The Galien Missionary Church

People said she was “slow in the head,” although she knew enough to ride the bus and count change. She could start a conversation just fine, but then you reached a dead end quick. She could take care of herself, but not to the point she could live alone. She was living with her father when a neighbor got her pregnant, though for a while people suspected it was her father who fathered the baby. That was the kind of town it was.

The year she turned fifteen, she gave birth on the kitchen floor to a baby boy with a full head of hair. Her father put the baby up for adoption faster than you could dunk the child’s head in the River Jordan. “Look,” the midwife exclaimed at the hour of birth, “I’ll be darned if this little ’un doesn’t have his mother’s widow’s peak and dimpled chin.” They took the baby so quick after that, leaving her breasts heavy with milk. The milk drained into a hole in her heart, pooling at the bottom, drying inward from the edge.

When her father died of consumption three years later, she had nowhere to go. One Thursday a social worker brought her and all she owned to the Galilean Missionary Church on Howell Road, seventy miles from the house where she had lived all her life.

 The first time she laid eyes on the church, she liked the tall, stained-glass Gothic windows on its red-brick façade.
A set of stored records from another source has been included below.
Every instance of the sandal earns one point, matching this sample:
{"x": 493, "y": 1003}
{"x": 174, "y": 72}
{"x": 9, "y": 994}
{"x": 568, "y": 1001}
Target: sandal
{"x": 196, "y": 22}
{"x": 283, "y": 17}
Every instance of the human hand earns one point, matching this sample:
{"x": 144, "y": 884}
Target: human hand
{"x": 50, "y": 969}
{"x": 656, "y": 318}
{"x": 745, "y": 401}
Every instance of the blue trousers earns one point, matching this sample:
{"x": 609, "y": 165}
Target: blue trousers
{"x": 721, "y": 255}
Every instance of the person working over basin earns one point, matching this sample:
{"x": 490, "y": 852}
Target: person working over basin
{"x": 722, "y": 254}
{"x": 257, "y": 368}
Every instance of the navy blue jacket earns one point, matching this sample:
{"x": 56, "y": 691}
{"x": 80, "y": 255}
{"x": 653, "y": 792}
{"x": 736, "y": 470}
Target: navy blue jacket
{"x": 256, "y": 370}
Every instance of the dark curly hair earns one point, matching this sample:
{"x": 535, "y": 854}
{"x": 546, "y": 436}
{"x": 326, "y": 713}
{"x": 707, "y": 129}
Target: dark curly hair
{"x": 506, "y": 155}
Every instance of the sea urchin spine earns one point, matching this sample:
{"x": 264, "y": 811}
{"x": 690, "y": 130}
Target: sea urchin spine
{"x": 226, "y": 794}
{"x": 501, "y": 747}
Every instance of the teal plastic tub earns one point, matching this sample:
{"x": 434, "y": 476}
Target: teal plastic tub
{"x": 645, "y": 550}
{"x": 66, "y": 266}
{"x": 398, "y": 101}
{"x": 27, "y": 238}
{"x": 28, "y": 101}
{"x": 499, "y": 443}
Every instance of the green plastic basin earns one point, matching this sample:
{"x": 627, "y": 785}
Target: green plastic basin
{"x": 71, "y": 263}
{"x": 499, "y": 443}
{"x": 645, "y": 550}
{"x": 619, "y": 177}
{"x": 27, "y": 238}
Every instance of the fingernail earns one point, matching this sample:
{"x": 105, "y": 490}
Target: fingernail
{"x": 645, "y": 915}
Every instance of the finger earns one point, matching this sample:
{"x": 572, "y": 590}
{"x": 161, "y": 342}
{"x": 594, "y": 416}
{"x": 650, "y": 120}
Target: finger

But as soon as she was inside, she thought the windows were too narrow. They never opened. The stained glass felt cool to her fingers, cold even, a cruel conduit for a pale, slow-burning sun. Still, she lived upstairs in the church with the minister and his family, listened to his fire-and-brimstone sermons every Sunday, and watched them all go about their very important business of saving souls.

To be fair, she was safe. But there were moments when she walked by those Gothic windows when she’d raise a hand to her heart and feel the hole, and she wept without knowing why. Quiet and meek, she did as she was told. Napkins and bedsheets and newspapers were folded, and cake batter, and calendars, too. And for the next forty years she lived hidden from view, and the town that throbbed and swelled beyond those tall windows forgot about her.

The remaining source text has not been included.